Ces résultats "nous permettront de commencer à développer un nouveau projet de GNL à partir du secteur ouest du champ North Field avec une capacité de production d'environ 16 millions de tonnes par an", a-t-il ajouté.

Cela portera la capacité de production du Qatar à 142 millions de tonnes une fois que "la nouvelle expansion sera terminée avant la fin de cette décennie", a-t-il poursuivi, ce qui représente une augmentation de près de 85% par rapport aux niveaux de production actuels.

Le PDG de QatarEnergy a affirmé que la société "commencera immédiatement" les travaux d'ingénierie pour garantir que l'expansion soit achevée à temps.
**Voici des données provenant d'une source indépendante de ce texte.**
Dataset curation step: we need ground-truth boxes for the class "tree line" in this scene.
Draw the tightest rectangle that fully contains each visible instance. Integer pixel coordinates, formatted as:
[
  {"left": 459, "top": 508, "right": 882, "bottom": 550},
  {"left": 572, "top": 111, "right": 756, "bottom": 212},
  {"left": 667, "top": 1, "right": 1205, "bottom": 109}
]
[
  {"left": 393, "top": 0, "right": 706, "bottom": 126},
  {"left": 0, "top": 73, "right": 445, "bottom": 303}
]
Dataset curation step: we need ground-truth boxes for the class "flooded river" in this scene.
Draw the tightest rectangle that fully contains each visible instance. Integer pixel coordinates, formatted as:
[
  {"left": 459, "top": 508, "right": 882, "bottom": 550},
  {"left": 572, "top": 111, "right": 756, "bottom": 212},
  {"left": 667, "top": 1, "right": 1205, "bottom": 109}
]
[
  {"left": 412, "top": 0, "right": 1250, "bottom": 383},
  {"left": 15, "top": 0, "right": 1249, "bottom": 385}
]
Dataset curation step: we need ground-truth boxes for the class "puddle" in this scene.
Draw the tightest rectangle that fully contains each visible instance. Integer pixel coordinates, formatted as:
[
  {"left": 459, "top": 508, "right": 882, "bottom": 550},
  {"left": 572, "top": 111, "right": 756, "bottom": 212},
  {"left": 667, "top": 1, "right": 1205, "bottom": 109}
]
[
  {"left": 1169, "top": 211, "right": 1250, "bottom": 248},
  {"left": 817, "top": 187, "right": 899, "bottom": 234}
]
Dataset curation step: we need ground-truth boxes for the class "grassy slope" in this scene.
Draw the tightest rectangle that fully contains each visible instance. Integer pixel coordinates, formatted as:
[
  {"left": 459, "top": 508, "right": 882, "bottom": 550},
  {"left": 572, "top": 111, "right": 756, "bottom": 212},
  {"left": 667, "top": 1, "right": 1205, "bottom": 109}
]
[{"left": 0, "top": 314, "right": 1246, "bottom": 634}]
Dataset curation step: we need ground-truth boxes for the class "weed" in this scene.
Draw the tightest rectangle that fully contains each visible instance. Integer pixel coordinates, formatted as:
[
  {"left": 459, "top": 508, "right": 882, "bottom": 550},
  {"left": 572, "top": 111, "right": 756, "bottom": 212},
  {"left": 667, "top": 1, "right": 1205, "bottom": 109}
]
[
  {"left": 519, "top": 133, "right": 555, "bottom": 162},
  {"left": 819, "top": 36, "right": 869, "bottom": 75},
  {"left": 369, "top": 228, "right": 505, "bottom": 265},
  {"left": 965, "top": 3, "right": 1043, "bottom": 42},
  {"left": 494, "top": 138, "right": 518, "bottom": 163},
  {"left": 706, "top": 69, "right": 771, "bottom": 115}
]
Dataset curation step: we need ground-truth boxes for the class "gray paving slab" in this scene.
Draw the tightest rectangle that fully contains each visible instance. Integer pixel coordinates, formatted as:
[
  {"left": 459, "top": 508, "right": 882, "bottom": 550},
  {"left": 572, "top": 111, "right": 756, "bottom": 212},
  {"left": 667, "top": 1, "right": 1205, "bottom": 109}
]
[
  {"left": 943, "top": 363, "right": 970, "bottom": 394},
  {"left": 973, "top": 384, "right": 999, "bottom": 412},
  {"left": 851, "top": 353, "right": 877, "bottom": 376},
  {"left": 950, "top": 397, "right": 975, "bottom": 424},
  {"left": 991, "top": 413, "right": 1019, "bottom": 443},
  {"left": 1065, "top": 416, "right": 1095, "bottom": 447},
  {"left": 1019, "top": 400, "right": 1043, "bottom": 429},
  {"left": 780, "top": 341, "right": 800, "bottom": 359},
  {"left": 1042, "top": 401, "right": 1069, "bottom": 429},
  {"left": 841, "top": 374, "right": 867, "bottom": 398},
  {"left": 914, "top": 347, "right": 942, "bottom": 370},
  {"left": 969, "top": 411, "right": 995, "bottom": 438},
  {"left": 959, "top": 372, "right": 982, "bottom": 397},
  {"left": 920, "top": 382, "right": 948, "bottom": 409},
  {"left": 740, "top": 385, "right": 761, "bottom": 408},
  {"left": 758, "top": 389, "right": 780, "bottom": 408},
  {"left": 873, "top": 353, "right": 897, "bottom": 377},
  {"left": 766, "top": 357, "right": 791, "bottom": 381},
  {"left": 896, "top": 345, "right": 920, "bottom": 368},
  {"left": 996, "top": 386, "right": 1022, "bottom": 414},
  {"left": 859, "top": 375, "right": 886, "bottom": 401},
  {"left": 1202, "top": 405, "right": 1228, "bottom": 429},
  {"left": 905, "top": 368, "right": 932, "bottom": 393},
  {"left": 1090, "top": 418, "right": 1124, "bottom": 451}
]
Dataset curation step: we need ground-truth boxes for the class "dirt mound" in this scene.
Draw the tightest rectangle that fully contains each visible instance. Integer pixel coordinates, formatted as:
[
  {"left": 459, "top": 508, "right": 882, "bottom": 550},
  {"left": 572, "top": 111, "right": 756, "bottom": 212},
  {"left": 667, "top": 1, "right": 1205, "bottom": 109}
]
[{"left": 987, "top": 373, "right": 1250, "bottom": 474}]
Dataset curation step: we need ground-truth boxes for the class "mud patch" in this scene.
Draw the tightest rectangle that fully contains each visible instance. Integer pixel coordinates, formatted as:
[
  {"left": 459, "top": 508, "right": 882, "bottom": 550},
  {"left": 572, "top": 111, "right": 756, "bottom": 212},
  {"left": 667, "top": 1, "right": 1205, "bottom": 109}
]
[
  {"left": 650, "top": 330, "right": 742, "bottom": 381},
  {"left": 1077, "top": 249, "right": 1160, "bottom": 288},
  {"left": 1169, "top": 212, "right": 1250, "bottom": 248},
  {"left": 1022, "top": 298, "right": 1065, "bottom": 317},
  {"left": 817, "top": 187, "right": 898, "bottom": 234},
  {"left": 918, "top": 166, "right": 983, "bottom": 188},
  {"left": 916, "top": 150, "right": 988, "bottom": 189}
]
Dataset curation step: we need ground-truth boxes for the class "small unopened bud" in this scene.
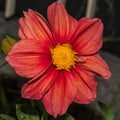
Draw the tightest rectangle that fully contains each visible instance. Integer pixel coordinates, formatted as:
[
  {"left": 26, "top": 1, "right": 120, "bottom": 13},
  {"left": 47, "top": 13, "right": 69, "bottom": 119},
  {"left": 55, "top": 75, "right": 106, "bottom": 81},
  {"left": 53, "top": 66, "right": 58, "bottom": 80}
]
[{"left": 1, "top": 35, "right": 17, "bottom": 55}]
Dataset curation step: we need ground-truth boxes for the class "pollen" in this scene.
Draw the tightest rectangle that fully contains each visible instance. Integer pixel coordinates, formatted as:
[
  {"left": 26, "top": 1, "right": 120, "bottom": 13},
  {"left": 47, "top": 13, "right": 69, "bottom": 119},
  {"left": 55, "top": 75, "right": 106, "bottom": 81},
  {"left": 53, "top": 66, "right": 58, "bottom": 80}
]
[{"left": 50, "top": 44, "right": 77, "bottom": 71}]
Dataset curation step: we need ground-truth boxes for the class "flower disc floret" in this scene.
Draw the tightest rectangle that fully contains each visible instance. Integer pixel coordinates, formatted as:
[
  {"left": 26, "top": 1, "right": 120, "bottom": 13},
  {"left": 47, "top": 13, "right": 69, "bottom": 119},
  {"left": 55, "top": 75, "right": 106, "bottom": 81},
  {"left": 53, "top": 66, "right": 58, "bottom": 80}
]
[{"left": 50, "top": 44, "right": 76, "bottom": 71}]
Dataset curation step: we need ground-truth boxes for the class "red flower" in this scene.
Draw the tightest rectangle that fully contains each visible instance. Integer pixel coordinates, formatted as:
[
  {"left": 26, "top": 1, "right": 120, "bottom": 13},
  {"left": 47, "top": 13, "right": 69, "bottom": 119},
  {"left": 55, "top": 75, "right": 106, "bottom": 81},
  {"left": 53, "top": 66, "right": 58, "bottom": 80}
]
[{"left": 6, "top": 2, "right": 111, "bottom": 117}]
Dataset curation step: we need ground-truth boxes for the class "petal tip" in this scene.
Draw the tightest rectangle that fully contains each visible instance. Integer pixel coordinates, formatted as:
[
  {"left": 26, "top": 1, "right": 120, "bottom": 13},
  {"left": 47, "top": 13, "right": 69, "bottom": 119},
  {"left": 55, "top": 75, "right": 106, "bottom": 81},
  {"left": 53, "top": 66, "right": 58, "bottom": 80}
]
[
  {"left": 28, "top": 8, "right": 33, "bottom": 12},
  {"left": 23, "top": 11, "right": 29, "bottom": 17},
  {"left": 104, "top": 71, "right": 112, "bottom": 80},
  {"left": 21, "top": 84, "right": 34, "bottom": 99}
]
Le Qatar est l'un des principaux producteurs de GNL du monde avec les Etats-Unis, l'Australie et la Russie.

La Chine, le Japon et la Corée du Sud ont été le principal marché pour le gaz du Qatar, mais après l'invasion russe de l'Ukraine il y a deux ans, la demande a également augmenté de la part des pays européens.

Les derniers plans de développement font suite à de récentes annonces de contrats d'approvisionnement à long terme.

Le Qatar a annoncé ces dernières semaines qu'il fournirait 7,5 millions de tonnes de GNL par an pendant 20 ans à Petronet, en Inde, les premières livraisons étant prévues à partir de mai 2028.

Et fin janvier, QatarEnergy a annoncé un accord avec Excelerate Energy, basée aux Etats-Unis, pour fournir au Bangladesh 1,5 million de tonnes de GNL par an pendant 15 ans.

L'année dernière, le Qatar a signé des accords de GNL avec la société chinoise Sinopec, la française Total, la britannique Shell et l'italienne Eni.